Step 3: Break down by job class

Different pipeline jobs usually fail for different reasons.

  • Unit tests, often CPU-bound and sensitive to dependency restore
  • Integration tests, often environment-bound and database-heavy
  • UI tests, often dominated by browser startup, waits, and app readiness
  • Packaging jobs, often I/O-bound or artifact-heavy

If only UI jobs are slow, do not waste time tuning unit test parallelism. If every job is slow, inspect runner saturation and shared infrastructure first.

Step 4: Look at percentile drift

The p95 is often more important than the average in CI. A small number of slow runs can block merges, extend release windows, and create a perception that the entire system is unreliable.

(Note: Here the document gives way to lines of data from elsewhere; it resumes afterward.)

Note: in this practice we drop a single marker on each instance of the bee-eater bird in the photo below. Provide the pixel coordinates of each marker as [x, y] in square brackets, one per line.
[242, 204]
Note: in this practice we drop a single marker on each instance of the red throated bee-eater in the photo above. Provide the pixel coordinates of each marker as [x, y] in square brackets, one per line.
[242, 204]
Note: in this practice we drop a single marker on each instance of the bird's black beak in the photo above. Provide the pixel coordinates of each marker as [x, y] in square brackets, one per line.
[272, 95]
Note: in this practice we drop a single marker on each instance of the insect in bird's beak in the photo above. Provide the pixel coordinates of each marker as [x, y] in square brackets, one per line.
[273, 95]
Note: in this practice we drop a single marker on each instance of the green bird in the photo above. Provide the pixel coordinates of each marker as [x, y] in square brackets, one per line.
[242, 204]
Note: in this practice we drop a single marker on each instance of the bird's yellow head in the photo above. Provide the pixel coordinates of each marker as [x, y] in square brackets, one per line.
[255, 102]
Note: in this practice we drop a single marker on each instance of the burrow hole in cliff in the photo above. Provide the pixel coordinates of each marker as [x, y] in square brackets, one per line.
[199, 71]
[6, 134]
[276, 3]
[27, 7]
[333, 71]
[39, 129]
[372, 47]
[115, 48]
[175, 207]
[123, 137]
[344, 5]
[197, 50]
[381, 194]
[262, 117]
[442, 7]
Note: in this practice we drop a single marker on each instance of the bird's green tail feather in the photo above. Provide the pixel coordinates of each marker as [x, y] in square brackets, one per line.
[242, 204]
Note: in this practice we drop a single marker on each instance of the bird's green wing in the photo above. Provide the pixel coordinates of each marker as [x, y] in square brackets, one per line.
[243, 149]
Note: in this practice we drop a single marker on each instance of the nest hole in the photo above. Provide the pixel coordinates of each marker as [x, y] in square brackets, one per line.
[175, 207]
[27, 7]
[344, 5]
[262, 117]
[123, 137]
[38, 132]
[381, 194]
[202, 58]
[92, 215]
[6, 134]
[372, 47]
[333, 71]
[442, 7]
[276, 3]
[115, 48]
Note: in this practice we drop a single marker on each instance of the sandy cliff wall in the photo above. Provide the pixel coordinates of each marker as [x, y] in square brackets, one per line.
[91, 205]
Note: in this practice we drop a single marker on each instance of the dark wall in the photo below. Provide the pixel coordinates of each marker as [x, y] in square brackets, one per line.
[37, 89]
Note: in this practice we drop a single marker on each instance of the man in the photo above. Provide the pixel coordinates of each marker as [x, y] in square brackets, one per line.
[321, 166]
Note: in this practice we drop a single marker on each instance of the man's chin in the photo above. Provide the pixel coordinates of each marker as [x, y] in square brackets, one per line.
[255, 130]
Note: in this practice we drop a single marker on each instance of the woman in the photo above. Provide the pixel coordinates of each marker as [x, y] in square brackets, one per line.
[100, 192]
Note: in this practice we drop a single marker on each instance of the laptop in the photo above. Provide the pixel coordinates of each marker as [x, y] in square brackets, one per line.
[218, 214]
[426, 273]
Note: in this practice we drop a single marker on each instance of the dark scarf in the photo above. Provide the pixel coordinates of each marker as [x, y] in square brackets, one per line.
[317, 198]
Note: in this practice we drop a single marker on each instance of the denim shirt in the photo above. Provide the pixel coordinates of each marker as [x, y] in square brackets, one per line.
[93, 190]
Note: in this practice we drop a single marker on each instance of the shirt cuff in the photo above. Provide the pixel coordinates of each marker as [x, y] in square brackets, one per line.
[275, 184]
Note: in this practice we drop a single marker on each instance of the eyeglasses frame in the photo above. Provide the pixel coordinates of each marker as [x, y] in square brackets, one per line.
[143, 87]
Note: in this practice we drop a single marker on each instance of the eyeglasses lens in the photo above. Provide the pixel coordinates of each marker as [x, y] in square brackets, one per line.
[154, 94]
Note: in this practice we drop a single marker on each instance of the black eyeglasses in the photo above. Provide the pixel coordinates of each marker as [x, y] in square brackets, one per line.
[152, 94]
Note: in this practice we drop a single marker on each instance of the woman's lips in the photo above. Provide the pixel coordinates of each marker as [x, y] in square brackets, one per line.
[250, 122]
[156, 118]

When teams say “the pipeline feels slow,” they are often describing variance, not mean runtime.

Why tests can look healthy while builds get slower

A healthy test suite can coexist with a slow pipeline for several reasons.

The test logic is stable, but infrastructure is not

Maybe the tests run in the same amount of time, but runner images have grown, dependency downloads have increased, or external services have become slower. The test suite passes, but the build is still slower because the environment is doing more work around it.

Cached work stopped caching well

A subtle cache key change, dependency lockfile churn, or container image invalidation can cause repeated cold starts. Test reports will still look good because the tests themselves are fine, but the pipeline pays the cost every time.

Parallelism is hiding in the wrong place

Tests may be parallelized inside a job, while the pipeline remains serial across jobs. In that case, each individual test can be healthy, but the full workflow is still bottlenecked by staged dependencies or fan-in sequencing.

A few steps dominate the critical path

If your pipeline has 20 steps and 2 of them account for 80 percent of total time, you need critical-path analysis, not average step analysis. Shortening non-critical steps will not change build time much.

External calls are slowing the build

Package registries, container registries, artifact stores, license checks, and internal APIs can all add latency. The tests still pass, but the surrounding ecosystem is slower than it used to be.

Instrumentation ideas that actually help

You do not need a full observability platform to start measuring. You do need consistent timestamps and enough metadata to group runs meaningfully.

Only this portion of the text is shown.